Search code examples
pythonpython-3.xredditpraw

Reddit PRAW API: Extracting entire JSON format


I am working on Sentiment Analysis using The Reddit API Praw. My code is below:

#!/usr/bin/env python
# -*- coding: utf-8 -*-

import praw
from IPython import display
from nltk.sentiment.vader import SentimentIntensityAnalyzer as SIA
from pprint import pprint
import pandas as pd
import nltk
import seaborn as sns
import datetime

sns.set(style='darkgrid', context='talk', palette='Dark2')

reddit = praw.Reddit(client_id='XXXXXXXXXXX',
                     client_secret='XXXXXXXXXXXXXXXXXXX',
                     user_agent='StackOverflow')

headlines = set()
results = []
sia = SIA()

for submission in reddit.subreddit('bitcoin').new(limit=None):
    pol_score = sia.polarity_scores(submission.title)
    pol_score['headline'] = submission.title
    readable = datetime.datetime.fromtimestamp(submission.created_utc).isoformat()
    results.append((submission.title, readable, pol_score["compound"]))
    display.clear_output()

Question A: With this code I can extract only the title of the text and so other few keys. I would like to extract everything in JSON format, but studying the documentation I haven't seen if it is possible.

If I call only submission in reddit.subreddit('bitcoin') It turn out only the id code. I would like to exctract everything, any information and save it in a JSON file.
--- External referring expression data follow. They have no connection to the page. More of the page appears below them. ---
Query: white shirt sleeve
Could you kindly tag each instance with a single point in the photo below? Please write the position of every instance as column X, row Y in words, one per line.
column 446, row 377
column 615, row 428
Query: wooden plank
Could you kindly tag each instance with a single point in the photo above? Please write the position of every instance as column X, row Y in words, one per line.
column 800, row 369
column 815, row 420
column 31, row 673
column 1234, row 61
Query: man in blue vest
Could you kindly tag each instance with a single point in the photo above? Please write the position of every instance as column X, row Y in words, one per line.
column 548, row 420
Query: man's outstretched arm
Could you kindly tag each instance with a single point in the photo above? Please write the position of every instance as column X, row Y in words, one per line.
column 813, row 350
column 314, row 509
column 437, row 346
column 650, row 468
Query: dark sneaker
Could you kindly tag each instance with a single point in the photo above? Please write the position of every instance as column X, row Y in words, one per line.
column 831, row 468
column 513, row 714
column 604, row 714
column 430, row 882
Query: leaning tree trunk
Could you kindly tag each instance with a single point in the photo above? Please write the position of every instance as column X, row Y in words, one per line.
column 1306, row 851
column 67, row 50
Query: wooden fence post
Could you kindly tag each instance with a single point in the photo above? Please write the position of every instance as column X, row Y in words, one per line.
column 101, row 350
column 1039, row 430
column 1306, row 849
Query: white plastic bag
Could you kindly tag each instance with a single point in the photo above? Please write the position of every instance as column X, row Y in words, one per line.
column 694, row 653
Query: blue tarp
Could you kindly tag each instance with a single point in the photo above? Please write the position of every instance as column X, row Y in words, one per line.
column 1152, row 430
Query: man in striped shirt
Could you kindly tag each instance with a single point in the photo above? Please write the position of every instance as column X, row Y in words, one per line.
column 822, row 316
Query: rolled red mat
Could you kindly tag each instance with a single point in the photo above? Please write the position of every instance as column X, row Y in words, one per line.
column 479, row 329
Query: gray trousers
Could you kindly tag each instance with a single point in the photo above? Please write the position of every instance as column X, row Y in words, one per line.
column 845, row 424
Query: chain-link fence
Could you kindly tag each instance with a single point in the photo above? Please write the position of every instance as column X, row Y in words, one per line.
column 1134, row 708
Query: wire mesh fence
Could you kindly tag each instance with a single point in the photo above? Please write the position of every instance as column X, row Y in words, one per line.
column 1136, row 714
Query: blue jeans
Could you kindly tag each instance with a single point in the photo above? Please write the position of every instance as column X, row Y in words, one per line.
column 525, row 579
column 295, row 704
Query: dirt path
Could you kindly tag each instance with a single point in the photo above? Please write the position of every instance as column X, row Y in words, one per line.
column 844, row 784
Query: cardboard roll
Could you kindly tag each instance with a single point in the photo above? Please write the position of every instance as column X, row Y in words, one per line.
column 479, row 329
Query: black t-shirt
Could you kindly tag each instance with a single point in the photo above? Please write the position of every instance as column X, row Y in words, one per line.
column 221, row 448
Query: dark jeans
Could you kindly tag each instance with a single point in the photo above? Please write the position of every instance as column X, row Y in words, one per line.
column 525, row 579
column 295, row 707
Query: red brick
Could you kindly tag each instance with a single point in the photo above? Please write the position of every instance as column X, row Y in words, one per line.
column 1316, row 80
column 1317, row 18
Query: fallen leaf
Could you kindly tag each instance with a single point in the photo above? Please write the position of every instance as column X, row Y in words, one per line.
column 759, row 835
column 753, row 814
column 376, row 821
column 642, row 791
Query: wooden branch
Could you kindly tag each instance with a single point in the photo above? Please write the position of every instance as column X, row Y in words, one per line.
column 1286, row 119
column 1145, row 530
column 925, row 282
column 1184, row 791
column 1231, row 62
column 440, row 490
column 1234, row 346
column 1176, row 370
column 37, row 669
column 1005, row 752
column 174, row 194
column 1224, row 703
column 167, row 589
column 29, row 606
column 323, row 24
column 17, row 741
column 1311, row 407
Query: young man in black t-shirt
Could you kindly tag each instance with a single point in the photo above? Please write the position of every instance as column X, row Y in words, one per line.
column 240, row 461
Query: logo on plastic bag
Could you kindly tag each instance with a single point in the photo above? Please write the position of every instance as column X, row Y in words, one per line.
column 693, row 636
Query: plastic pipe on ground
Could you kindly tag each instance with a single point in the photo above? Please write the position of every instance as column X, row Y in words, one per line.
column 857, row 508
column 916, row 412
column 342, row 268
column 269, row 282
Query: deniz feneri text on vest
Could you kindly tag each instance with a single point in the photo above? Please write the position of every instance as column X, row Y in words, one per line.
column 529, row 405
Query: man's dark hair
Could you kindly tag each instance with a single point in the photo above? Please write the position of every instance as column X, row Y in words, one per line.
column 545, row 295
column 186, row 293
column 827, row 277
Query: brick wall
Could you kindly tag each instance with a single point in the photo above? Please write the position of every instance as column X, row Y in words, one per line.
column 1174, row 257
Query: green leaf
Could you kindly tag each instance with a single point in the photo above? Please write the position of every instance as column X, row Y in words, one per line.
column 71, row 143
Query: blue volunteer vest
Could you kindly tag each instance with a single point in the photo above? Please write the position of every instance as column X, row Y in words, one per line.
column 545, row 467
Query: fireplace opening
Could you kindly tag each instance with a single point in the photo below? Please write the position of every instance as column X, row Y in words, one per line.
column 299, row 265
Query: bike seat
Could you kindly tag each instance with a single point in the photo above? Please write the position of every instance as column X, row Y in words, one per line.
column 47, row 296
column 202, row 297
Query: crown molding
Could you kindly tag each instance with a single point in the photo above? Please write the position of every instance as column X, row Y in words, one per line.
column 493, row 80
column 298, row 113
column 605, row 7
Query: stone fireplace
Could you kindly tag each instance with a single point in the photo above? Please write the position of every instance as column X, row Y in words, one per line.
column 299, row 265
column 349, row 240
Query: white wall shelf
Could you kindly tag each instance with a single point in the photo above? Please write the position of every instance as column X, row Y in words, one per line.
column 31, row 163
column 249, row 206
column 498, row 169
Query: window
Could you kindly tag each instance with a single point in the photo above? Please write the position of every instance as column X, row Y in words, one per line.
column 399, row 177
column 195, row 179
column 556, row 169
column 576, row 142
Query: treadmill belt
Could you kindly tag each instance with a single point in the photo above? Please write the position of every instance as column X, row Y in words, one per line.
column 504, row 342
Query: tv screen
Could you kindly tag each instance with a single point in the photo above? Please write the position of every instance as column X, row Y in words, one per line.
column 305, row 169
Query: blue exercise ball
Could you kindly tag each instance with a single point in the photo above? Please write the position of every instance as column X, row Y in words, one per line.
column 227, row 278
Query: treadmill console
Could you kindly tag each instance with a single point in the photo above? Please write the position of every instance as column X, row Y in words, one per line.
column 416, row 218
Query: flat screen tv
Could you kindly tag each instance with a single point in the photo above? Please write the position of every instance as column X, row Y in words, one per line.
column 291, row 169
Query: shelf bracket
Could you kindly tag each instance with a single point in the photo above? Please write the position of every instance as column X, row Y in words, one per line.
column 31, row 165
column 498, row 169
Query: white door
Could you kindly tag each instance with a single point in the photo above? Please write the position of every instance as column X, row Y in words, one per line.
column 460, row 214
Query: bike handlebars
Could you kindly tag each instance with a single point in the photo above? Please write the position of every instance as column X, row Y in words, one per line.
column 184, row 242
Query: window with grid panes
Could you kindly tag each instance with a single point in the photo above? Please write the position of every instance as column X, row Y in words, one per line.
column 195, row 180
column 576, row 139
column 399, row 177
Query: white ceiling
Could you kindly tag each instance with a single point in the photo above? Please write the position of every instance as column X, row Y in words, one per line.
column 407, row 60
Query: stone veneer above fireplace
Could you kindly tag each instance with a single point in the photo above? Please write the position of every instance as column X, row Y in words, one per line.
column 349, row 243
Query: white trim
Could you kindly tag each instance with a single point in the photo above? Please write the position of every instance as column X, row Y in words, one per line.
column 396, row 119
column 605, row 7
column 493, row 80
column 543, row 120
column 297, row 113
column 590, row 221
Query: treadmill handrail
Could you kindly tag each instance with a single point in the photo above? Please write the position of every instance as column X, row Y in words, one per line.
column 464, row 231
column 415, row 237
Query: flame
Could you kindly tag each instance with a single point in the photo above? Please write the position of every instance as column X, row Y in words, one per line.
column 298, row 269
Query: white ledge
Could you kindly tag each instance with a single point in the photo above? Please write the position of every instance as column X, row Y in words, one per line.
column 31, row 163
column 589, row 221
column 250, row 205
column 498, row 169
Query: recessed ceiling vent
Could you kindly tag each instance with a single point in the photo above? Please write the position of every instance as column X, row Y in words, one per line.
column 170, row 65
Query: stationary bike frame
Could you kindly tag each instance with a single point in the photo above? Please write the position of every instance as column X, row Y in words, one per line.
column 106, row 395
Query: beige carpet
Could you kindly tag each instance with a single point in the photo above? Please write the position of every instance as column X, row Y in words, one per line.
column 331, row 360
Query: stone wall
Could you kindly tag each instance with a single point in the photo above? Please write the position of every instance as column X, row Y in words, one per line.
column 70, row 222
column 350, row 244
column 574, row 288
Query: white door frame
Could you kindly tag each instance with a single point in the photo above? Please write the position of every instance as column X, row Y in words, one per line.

Question B: How could I extract comments/messages from a specific day?


Solution

  • Question A:

    You could simply add a .json at the end of the full url of the post to get the full Json for that page which includes title, author, comments, votes and everything else.

    Once you get the full url of the post using submission.permalink. You could use requests to get the Json for that page.

    import requests
    
    url = submission.permalink
    response = requests.get('http' + url + '.json') 
    json = response.content # your Json
    

    Question B:

    Unfortunately, Reddit removed timestamp search from their search api sometime last year. Here's an announcement post about it.

    Besides some minor syntax differences, the most notable change is that searches by exact timestamp are no longer supported on the newer system. Limiting results to the past hour, day, week, month and year is still supported via the ?t= parameter (e.g. ?t=day)

    So, there's currently no way of doing this using Praw. But you could look into Pushshift api which provides this functionality.